Abstract	Mitochondrial metabolism, respiration, and ATP production necessitate ion transport across the inner mitochondrial membrane. Leucine zipper-EF-hand containing transmembrane protein 1 (Letm1), one of the genes deleted in Wolf-Hirschhorn syndrome, encodes a putative mitochondrial Ca(2+)/H(+) antiporter. Cellular Letm1 knockdown reduced Ca(2+)mito uptake, H(+)mito extrusion and impaired mitochondrial ATP generation capacity. Homozygous deletion of Letm1 in mice resulted in embryonic lethality before day 6.5 of embryogenesis and ~50% of the heterozygotes died before day 13.5 of embryogenesis. The surviving heterozygous mice exhibited altered glucose metabolism, impaired control of brain ATP levels, and increased seizure activity.
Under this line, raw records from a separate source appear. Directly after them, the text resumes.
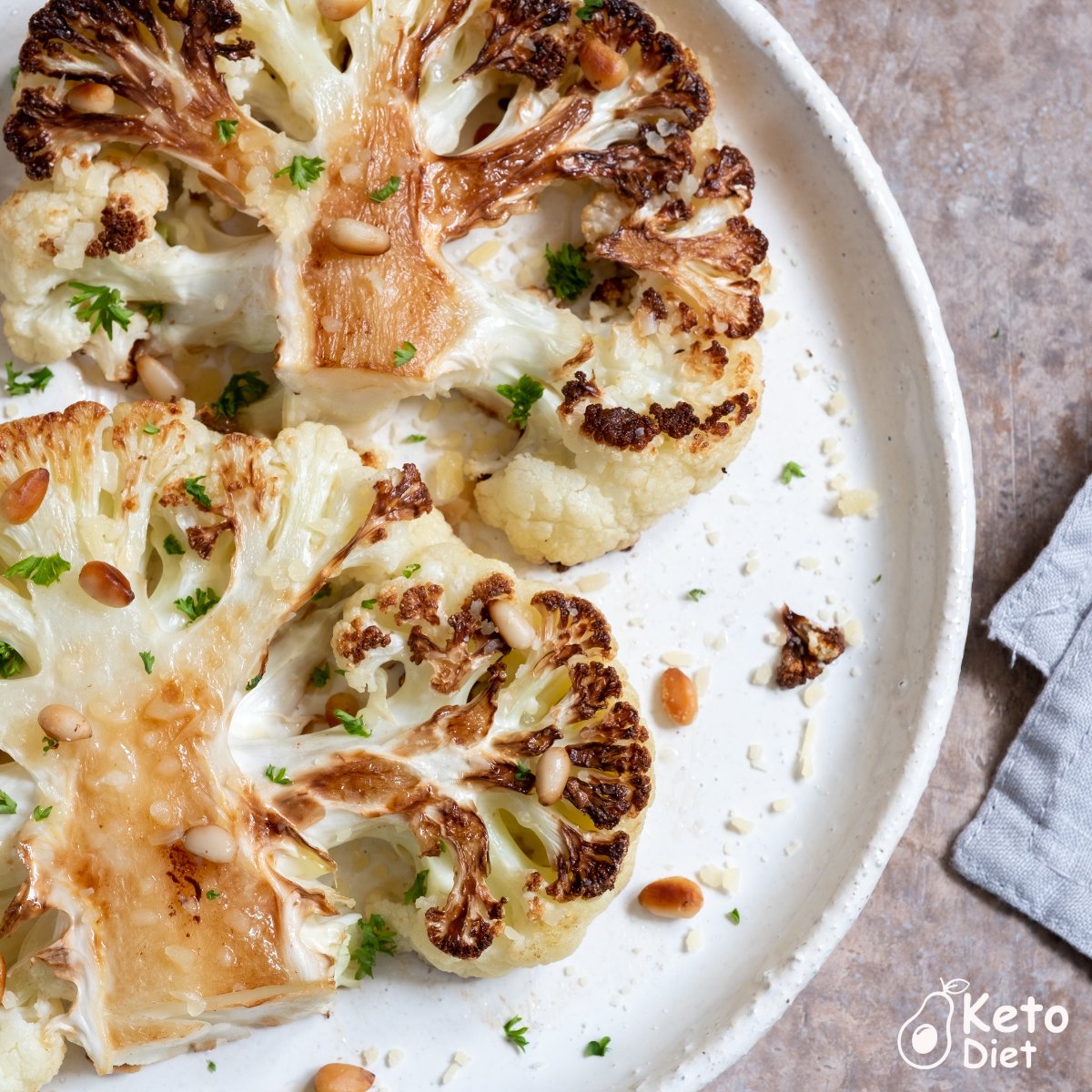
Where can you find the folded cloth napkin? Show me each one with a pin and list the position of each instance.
(1031, 842)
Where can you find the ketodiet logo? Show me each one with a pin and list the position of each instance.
(925, 1040)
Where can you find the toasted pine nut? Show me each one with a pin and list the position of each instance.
(345, 702)
(672, 896)
(158, 380)
(551, 774)
(211, 842)
(91, 98)
(511, 623)
(25, 496)
(337, 10)
(338, 1077)
(604, 68)
(359, 238)
(106, 584)
(64, 723)
(680, 696)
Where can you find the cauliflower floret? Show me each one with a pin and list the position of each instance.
(31, 1051)
(489, 754)
(364, 123)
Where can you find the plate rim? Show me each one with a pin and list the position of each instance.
(713, 1055)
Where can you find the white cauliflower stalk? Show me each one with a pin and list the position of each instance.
(647, 392)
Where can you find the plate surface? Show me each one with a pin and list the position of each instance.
(854, 319)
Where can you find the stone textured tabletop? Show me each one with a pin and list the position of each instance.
(980, 116)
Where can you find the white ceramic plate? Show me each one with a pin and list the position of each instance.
(854, 309)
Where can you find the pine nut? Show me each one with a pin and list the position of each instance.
(64, 723)
(551, 774)
(672, 896)
(25, 496)
(345, 702)
(158, 380)
(341, 1078)
(604, 68)
(91, 98)
(338, 10)
(106, 584)
(359, 238)
(680, 696)
(211, 842)
(512, 626)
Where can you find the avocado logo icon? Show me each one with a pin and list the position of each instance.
(920, 1038)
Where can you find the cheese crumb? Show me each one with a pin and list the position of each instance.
(805, 764)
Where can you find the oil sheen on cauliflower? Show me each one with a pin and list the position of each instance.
(649, 392)
(268, 578)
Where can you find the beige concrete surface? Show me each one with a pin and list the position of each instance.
(980, 113)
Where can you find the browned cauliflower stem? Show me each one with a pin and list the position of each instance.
(648, 396)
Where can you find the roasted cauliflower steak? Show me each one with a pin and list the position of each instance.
(424, 119)
(177, 610)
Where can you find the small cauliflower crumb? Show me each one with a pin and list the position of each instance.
(805, 759)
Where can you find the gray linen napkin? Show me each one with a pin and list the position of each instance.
(1031, 842)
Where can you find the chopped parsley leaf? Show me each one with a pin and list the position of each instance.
(516, 1035)
(404, 354)
(792, 470)
(101, 306)
(387, 190)
(354, 725)
(568, 276)
(36, 380)
(303, 170)
(416, 889)
(376, 938)
(227, 129)
(200, 603)
(39, 571)
(244, 389)
(11, 662)
(196, 490)
(523, 394)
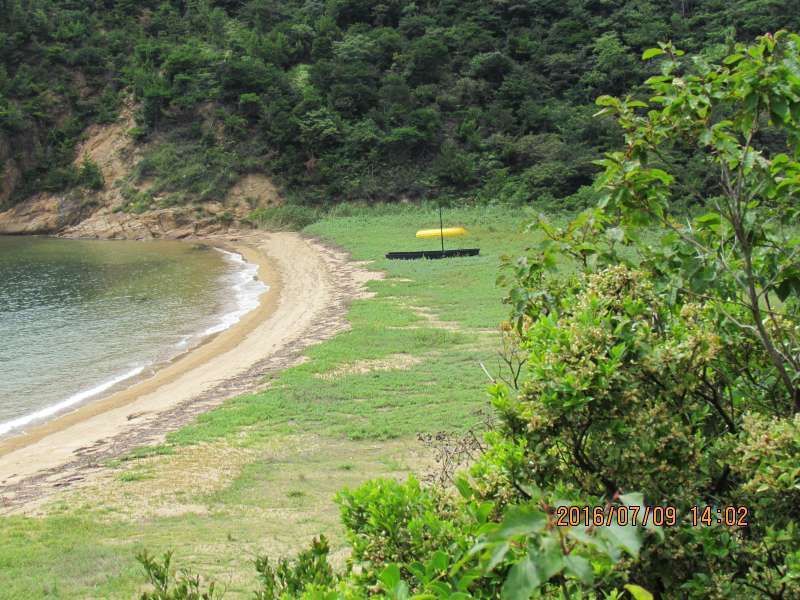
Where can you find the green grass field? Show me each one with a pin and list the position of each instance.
(259, 473)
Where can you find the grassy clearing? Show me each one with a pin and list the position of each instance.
(259, 473)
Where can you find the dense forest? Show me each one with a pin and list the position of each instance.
(345, 99)
(646, 432)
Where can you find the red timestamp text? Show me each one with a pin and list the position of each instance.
(599, 516)
(658, 516)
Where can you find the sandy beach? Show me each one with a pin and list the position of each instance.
(310, 285)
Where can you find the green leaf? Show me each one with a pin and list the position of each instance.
(652, 53)
(522, 580)
(638, 592)
(626, 537)
(520, 521)
(580, 568)
(393, 583)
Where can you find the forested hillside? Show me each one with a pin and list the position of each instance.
(345, 99)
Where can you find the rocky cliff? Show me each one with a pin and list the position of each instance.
(103, 214)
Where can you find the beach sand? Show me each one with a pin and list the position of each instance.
(310, 286)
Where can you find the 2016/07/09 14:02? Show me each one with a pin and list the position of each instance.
(659, 516)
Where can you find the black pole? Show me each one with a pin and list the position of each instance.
(441, 228)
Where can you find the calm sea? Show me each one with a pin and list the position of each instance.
(80, 318)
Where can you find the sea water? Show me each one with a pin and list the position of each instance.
(80, 319)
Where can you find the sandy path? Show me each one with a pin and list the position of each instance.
(310, 287)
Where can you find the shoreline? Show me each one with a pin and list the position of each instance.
(167, 371)
(311, 286)
(39, 426)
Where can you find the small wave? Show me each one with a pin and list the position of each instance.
(247, 289)
(53, 409)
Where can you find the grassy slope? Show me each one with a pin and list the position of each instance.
(259, 473)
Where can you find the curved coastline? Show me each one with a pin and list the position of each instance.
(207, 349)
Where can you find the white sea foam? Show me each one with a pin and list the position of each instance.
(246, 288)
(53, 409)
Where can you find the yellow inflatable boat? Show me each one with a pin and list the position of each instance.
(446, 232)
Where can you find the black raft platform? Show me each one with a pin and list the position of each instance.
(433, 254)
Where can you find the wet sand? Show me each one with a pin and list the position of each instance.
(310, 285)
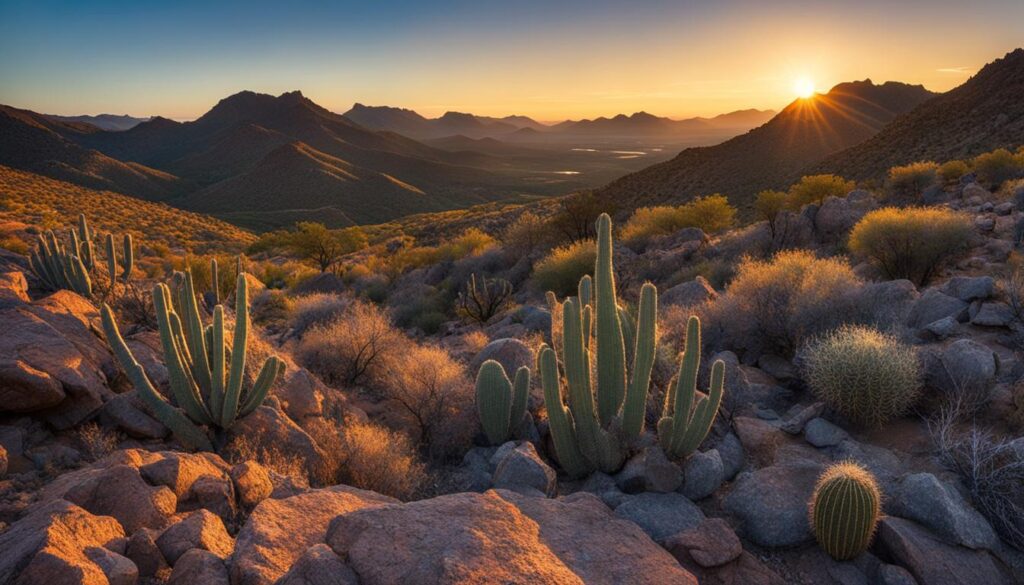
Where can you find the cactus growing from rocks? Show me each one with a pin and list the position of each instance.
(844, 510)
(205, 382)
(501, 403)
(688, 414)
We conclude that loss of Letm1 contributes to the pathology of Wolf-Hirschhorn syndrome in humans and may contribute to seizure phenotypes by reducing glucose oxidation and other specific metabolic alterations.
Authors	Dawei Jiang, Linlin Zhao, Clary B Clish, David E Clapham
Journal	Proceedings of the National Academy of Sciences of the United States of America (Proc Natl Acad Sci U S A) Vol. 110 Issue 24 Pg. E2249-54 (Jun 11 2013) ISSN: 1091-6490 [Electronic] United States
PMID	23716663 (Publication Type: Journal Article, Research Support, Non-U.S. Gov't)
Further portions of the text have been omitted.